世間は夏休み、三人の子供達の声が影隠神社(カゲカクシジンジャ)に響く。

影隠神社は街並みから外れた山奥の手前にぽつんと静かに佇んでいる小さな神社だ。

さわさわと木々が静かに佇む境内には石でできた鳥居、干からびた手洗い場と井戸、そして小さな社があるが、

今は自治体の管理下ではあるもののほとんど手付かずの朽ちる寸前の神社。

地図にも載っていない神社のため訪れる者もおらず、うるさい大人の目が届かない場所として地元の子供達の恰好の遊び場だった。


(ユカリ)、逃げろ!」


「きゃー!」


「二人とも待ってよう」


少女が二つにまとめた三つ編み頭をなびかせ、フリルのついたスカートを翻しながら走り始める。

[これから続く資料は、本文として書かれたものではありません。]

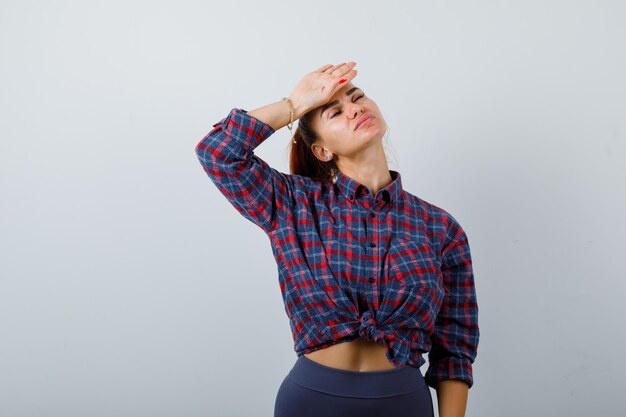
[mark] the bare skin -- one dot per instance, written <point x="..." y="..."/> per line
<point x="362" y="158"/>
<point x="360" y="355"/>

少年は鬼の少年と一定の距離をとりながら自身の影を踏まれまいとしていた。

子供達三人の影が縦横無尽に揺れる、三人は影踏みごっこをして遊んでいた。

シンプルな遊びだが、三人はこの遊びが大好きだった。


真夏の夕暮れの蒸し暑い重い空気が辺りを包む、八月も中盤に差しかかろうとしていた。

少年は腕につけた時計の時間を確認した。

夏の日は長いので勘違いしがちだが時間にして夕方の五時半頃、もうそんな時間になるのか。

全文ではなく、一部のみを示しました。